佐藤優氏(作家・元外務省主任分析官)をして、「人生の伴侶」「この本のおかげで、哲学の入り口を間違えずに済んだ」と言わしめた哲学入門書です。
 15人の大哲学者の解説を通して、西洋哲学の基礎を身に付けることができる名著ですが、本書の冒頭で、哲学と宗教の違いについて以下のように説明しています。

宗教⇒「信じる」ことが基本姿勢
哲学⇒「疑う」ことが基本姿勢

 どちらにもきちんと意味があります。
 何でもいいので救いを求めたい、信じられるものが欲しい場合は、哲学よりむしろ宗教に頼る方が良いでしょう。
 どこまでも真実を追求し、成長し続けるには哲学を身に付けることが役立ちます。

 哲学は疑うことが基本姿勢ですから、以下の態度が肝要です。
 ① 議論に入る前に前提をはっきりさせる。
  ㋐ 論点(問題意識)は何か
  ㋑ 論点に対しどのような議論が行われてきたか
 ② 常識と思われる前提を疑う。
  ㋐ 権威(大哲学者)の考えであっても疑う。
  ㋑ 自分が信じていることを疑う。
 ③ 探求を止めない
  新たに求めた「真理」も、いつか覆されるものと知る。

 さて現実世界において、哲学と宗教は「役に立たない」学問の代表格のようですが、そうではありません。
 宗教は精神安定やコミュニティの形成に役立ちます。

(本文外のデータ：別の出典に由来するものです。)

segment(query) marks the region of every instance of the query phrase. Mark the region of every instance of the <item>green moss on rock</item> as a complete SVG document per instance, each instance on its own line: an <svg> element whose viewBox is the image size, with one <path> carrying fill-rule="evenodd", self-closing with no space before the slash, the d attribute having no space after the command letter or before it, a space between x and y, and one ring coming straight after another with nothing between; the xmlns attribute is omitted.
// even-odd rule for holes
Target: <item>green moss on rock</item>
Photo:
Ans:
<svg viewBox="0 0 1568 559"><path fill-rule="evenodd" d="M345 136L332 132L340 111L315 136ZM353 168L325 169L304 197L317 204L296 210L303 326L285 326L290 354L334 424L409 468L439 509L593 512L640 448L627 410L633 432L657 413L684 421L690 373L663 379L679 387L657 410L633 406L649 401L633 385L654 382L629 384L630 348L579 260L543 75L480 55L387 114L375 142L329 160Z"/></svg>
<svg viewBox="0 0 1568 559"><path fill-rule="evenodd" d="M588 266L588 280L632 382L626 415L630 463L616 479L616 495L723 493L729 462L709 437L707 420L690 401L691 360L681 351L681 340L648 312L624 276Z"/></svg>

何も信じることができなければ、精神的に不安定なままです。それが正解との保証はどこにもありませんが、宗教は人生の様々な悩みに対し、「正解」を用意してくれています。色々な宗教の考え方を身に付け、自分が腹落ちする答えを身に付けている人は、何も持たない人より強いメンタルを持てるでしょう。また同じ世界観を共有している人たちで集まることで、コミュニティを形成できます。たとえば創価学会は、集金業務にばかり目が行きがちですが、構成員にとって、世界中どこにいても「支部」があって、メンバーとつながることができることがよいと感じられるそうです。
 一方、哲学は真実を探求することに役立ちます。信じることが重要(疑うことを罪とする)宗教と違い、探求に終わりはありませんので、つらい道ではあります。実際、過去には人生問題をどこまでも探求しても、一向に答えてくれない哲学に絶望し、自殺した人間もいます(哲学と折り合いをつけるために宗教があるのかも知れません)。明確な「正解」は誰も与えてくれませんが、探求し続ける姿勢が科学の基本姿勢となり、先人たちの知恵を繋いで、今の文明社会が築かれました。
 「信じること」と「疑うこと」は正反対の動きですが、どちらも他方にとって欠かせないものなのです。